Fig. 4: Alterations in peak alpha frequency (PAF) supportive of thalamocortical dysrhythmia in FXS patients.

The slowing of alpha oscillations have been observed across scalp potentials and intraoperative recordings and is suggestive of abnormalities in thalamocortical activity in several neuropsychiatric conditions. a Bar plots (model estimated mean ± standard error of least-squared mean estimates) comparing regional PAF by groups matched by sex. Scatter plot of observed subject-level PAF values are superimposed over model estimates.
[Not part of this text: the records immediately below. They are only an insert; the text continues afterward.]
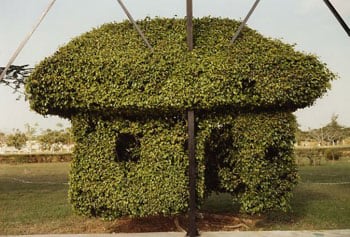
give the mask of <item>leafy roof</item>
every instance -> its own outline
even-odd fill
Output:
[[[194,20],[194,50],[184,19],[144,19],[152,53],[125,21],[93,29],[37,65],[28,79],[41,114],[179,113],[187,109],[288,110],[312,105],[335,78],[314,55],[263,37],[239,22]]]

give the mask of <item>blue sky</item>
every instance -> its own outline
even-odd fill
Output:
[[[194,16],[243,19],[254,0],[194,0]],[[350,1],[331,0],[350,25]],[[1,0],[0,65],[5,65],[20,41],[32,28],[49,0]],[[146,16],[184,17],[185,0],[124,0],[136,19]],[[30,39],[15,64],[34,66],[60,46],[94,27],[126,19],[116,0],[57,0]],[[302,129],[327,124],[332,114],[339,123],[350,126],[350,38],[322,0],[261,0],[248,26],[265,36],[295,43],[296,49],[316,54],[328,64],[339,79],[332,90],[314,106],[297,111]],[[44,118],[30,111],[28,102],[16,100],[8,87],[0,86],[0,131],[23,129],[25,123],[41,128],[69,126],[58,117]]]

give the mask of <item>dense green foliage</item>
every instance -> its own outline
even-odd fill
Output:
[[[138,22],[152,53],[129,22],[106,24],[73,39],[36,66],[27,92],[34,110],[139,115],[197,110],[284,109],[311,105],[334,75],[313,55],[238,22],[194,21],[188,52],[185,20]]]
[[[71,153],[1,154],[0,164],[68,162]]]
[[[106,24],[45,59],[28,80],[31,107],[72,119],[70,200],[88,216],[171,215],[187,210],[187,125],[196,112],[198,205],[231,193],[241,211],[288,208],[296,184],[295,119],[334,75],[315,56],[238,22]]]
[[[112,218],[187,209],[185,120],[80,115],[72,122],[78,140],[70,199],[78,212]],[[199,204],[219,191],[234,195],[244,212],[287,209],[296,183],[294,129],[289,113],[198,118]]]

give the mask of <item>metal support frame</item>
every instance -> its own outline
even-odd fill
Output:
[[[196,223],[196,142],[195,142],[195,114],[193,110],[188,111],[188,157],[189,157],[189,211],[188,230],[186,236],[199,236]]]
[[[258,6],[260,0],[256,0],[255,3],[253,4],[252,8],[249,10],[247,16],[244,18],[243,22],[241,23],[241,25],[239,26],[237,32],[234,34],[234,36],[231,39],[231,44],[233,44],[233,42],[235,42],[235,40],[238,38],[239,34],[241,33],[241,31],[243,30],[243,27],[247,24],[250,16],[253,14],[255,8]]]
[[[187,44],[189,51],[193,50],[193,1],[187,0]],[[188,210],[188,230],[186,236],[199,236],[196,223],[196,179],[197,179],[197,165],[196,165],[196,140],[195,140],[195,114],[193,110],[187,112],[188,122],[188,159],[189,159],[189,210]]]
[[[329,10],[331,10],[331,12],[333,13],[333,15],[335,16],[335,18],[337,18],[338,22],[340,23],[340,25],[344,28],[345,32],[348,34],[348,36],[350,36],[350,29],[349,26],[345,23],[345,21],[343,20],[343,18],[340,16],[340,14],[338,13],[338,11],[333,7],[332,3],[329,0],[323,0],[324,3],[327,5],[327,7],[329,8]]]
[[[134,20],[134,18],[132,17],[132,15],[130,14],[129,10],[126,8],[124,3],[122,2],[122,0],[118,0],[118,3],[121,6],[121,8],[123,9],[123,11],[125,12],[126,16],[129,18],[129,21],[134,25],[135,29],[137,30],[137,32],[139,33],[139,35],[141,36],[141,38],[143,39],[143,41],[145,42],[147,47],[153,53],[154,50],[153,50],[151,44],[148,42],[146,36],[142,33],[142,30],[140,29],[140,27],[136,24],[136,21]]]
[[[39,25],[41,24],[41,22],[44,20],[44,18],[46,17],[46,15],[49,13],[50,9],[52,8],[52,6],[55,4],[56,0],[52,0],[49,5],[47,6],[47,8],[44,10],[44,12],[42,13],[42,15],[40,16],[40,18],[38,19],[37,23],[33,26],[32,30],[27,34],[27,36],[22,40],[22,42],[20,43],[20,45],[18,46],[18,48],[16,49],[16,51],[13,53],[13,55],[11,56],[10,60],[8,61],[5,69],[2,71],[1,75],[0,75],[0,81],[3,80],[6,76],[6,72],[9,70],[10,66],[13,64],[13,62],[16,60],[16,58],[18,57],[19,53],[22,51],[22,49],[24,48],[24,46],[27,44],[27,42],[29,41],[29,39],[32,37],[32,35],[34,34],[34,32],[38,29]]]

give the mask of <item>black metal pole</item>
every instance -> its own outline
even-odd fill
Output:
[[[187,0],[187,44],[189,51],[193,50],[193,1]],[[195,117],[194,111],[189,110],[187,113],[188,122],[188,159],[189,159],[189,210],[188,210],[188,230],[186,236],[199,236],[196,223],[196,141],[195,141]]]
[[[188,111],[188,152],[189,152],[189,212],[188,237],[199,236],[196,223],[196,151],[194,111]]]
[[[345,23],[345,21],[343,20],[343,18],[339,15],[338,11],[333,7],[332,3],[328,0],[323,0],[324,3],[327,5],[327,7],[329,8],[329,10],[331,10],[331,12],[333,13],[333,15],[335,16],[335,18],[337,18],[338,22],[341,24],[341,26],[344,28],[345,32],[348,34],[348,36],[350,36],[350,29],[348,27],[348,25]]]
[[[187,0],[186,2],[187,9],[187,45],[190,51],[193,50],[193,2],[192,0]]]

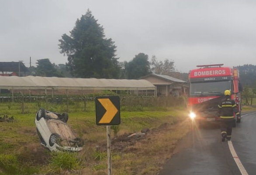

Participants with FXS (n = 70) have slower PAF across all cortical regions than controls (n = 71). b Line plots ± standard error of least-squared mean estimates comparing the within-subject distribution of PAF across posterior-anterior cortical regions. Males with FXS have a relatively even distribution of PAF across the posterior-anterior axis with no prominent central elevation as seen in matched controls. c Visualization of mean FXS-control differences of PAF by cortical node. Participants with FXS have broadly reduced PAF with the most prominent reductions in central and parietal nodes. See Supplementary Fig. 3 for node atlas. d The severity of anxiety is inversely associated with PAF. Visualization of cortex plotting age-corrected Spearman correlations in full-mutation, non-mosaic males (FM; n = 27; r(25) = −0.41 to −0.53, p ≤ 0.05). FM full mutation, FXS non-mosaic males, LO left occipital. Horizontal black bars: FDR-adjusted, post-hoc testing; *adj. p ≤ 0.05; **adj. p ≤ 0.01; ***adj. p. ≤ 1 × 10−5.